Я ничего не утверждаю. Быть может, вы сумеете высказаться, после того как прочтете. В конце концов, есть много правды в простом выражении «под тенью облака». Невозможно разглядеть его отчетливо, в особенности потому, что глазами других приходится нам смотреть на него в последний раз. Я нимало не колеблюсь, сообщая вам все, что мне известно, о том последнем эпизоде, который, как он обычно говорил, приключился с ним. Недоумеваешь, не было ли это тем благоприятным случаем, тем последним испытанием, какого он, как мне казалось, всегда ждал, чтобы затем послать весть о себе непогрешимому миру. Вы помните, когда я расставался с ним в последний раз, он спросил, скоро ли я поеду домой, и вдруг крикнул мне вслед: «Скажите им!..»

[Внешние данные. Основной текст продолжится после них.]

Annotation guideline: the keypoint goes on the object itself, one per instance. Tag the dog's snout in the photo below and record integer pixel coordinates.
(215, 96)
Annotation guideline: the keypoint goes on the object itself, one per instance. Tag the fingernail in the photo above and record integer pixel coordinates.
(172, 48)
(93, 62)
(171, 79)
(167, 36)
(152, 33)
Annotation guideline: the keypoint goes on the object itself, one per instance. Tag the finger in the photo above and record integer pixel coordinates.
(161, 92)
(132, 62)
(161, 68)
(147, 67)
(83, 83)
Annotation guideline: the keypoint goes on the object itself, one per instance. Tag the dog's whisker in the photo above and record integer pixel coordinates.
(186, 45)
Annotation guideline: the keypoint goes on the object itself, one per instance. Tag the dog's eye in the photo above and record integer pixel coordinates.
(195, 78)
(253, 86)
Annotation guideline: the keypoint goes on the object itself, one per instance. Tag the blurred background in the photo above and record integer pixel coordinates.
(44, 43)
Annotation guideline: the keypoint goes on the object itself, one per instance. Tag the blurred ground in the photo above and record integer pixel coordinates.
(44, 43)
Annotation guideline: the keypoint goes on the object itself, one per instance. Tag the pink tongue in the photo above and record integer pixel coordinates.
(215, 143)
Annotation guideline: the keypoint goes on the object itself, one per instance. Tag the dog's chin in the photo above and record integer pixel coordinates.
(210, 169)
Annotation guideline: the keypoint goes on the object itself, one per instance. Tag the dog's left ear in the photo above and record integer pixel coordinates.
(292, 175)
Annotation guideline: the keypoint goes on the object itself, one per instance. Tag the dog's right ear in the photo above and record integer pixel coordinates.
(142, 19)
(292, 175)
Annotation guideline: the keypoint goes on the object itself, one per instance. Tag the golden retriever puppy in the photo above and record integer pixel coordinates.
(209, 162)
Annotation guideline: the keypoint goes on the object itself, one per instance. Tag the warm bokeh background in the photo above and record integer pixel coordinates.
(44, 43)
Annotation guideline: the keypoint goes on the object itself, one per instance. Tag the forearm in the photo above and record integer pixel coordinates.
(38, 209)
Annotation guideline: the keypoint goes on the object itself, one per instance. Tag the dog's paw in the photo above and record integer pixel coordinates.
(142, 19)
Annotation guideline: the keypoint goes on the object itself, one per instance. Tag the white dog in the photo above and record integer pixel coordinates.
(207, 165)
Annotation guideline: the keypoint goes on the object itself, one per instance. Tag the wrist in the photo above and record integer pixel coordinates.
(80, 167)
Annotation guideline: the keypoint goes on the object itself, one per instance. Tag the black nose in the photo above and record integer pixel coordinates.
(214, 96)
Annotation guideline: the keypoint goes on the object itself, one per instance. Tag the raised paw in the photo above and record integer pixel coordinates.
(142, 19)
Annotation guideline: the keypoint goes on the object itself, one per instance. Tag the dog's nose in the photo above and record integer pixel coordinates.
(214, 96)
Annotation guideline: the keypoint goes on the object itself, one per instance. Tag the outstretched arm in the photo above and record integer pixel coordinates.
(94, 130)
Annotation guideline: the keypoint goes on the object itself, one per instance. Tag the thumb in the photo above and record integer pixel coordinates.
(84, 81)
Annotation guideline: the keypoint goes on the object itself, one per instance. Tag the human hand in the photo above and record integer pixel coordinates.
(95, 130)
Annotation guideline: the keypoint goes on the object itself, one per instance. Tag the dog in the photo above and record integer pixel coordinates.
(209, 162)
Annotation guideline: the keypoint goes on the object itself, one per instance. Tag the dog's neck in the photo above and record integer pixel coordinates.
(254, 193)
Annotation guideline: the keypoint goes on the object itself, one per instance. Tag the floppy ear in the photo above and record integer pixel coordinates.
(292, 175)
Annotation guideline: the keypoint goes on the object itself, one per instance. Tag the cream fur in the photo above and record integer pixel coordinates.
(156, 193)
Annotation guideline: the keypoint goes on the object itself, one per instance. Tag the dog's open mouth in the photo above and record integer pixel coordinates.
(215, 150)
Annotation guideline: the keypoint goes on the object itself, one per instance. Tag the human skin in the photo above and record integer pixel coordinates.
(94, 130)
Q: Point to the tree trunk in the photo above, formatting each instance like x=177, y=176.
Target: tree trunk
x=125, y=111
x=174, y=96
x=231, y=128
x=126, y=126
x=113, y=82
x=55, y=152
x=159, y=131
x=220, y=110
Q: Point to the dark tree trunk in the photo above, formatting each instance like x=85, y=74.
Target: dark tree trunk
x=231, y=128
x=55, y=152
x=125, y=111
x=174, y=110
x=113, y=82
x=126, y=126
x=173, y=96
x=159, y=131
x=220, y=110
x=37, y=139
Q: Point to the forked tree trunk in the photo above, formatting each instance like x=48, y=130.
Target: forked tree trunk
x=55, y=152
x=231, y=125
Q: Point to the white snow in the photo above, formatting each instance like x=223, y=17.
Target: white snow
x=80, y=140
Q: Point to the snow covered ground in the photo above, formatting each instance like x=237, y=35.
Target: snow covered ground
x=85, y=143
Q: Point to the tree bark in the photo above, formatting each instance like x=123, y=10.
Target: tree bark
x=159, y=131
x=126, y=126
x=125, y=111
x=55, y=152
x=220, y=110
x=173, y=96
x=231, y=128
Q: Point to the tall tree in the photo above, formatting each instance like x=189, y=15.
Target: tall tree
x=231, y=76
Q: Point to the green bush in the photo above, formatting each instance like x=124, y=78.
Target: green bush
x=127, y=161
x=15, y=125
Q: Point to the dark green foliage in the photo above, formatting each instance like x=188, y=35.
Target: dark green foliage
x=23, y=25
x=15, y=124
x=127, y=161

Я ждал – признаюсь, заинтересованный и обнадеженный, и услышал только: «Нет. Ничего!»
Итак, это было все, и больше ничего не будет, – не будет вести, кроме той, какую каждый из нас может перевести с языка фактов, часто гораздо более загадочных, чем самая сложная расстановка слов. Правда, он сделал еще одну попытку высказаться, но и она обречена была на неудачу, как вы сами убедитесь, если взглянете на сероватый листок, вложенный в этот пакет. Он попытался писать – видите этот банальный почерк? Видите заголовок: «Форт, Патусан»? Полагаю, он выполнил свое намерение сделать из дома защищенное убежище. Это был великолепный план: глубокая канава, земляной вал, обнесенный частоколом, а по углам пушки на платформах, защищающие каждую из сторон четырехугольника. Дорамин согласился снабдить его пушками. Итак, каждый из сторонников его партии знал, что есть надежное место, на которое может рассчитывать верный партизан в случае внезапной опасности. Все это показывало разумную предусмотрительность, его веру в будущее. Те, кого он называл «мой народ» – освобожденные пленники шерифа, – должны были поселиться в Патусане, образовав отдельный округ; предполагалось, что хижины их и участки раскинутся у стен крепости. А в крепости он будет полным хозяином. «Форт, Патусан». Нет числа, как видите. Какое значение имеют число и день? И невозможно сказать, к кому он обращался, когда взялся за перо, – к Штейну… ко мне, ко всему миру, или то был лишь бесцельный испуганный крик одинокого человека, столкнувшегося со своей судьбой. «Случилась ужасная вещь», – написал он перед тем, как в первый раз бросить перо; посмотрите на чернильное пятно, напоминающее наконечник стрелы, под этими словами. Немного погодя он снова попытался писать и нацарапал тяжелой, словно свинцом налитой, рукой следующую фразу: «Я должен теперь немедленно…» Тут перо споткнулось, и он отказался от дальнейших попыток. Больше нет ничего; он увидел широкую пропасть, которую нельзя покрыть ни взглядом, ни голосом. Я могу это понять. Он был ошеломлен необъяснимым, ошеломлен своей собственной личностью – даром той судьбы, которую он всеми силами пытался себе подчинить.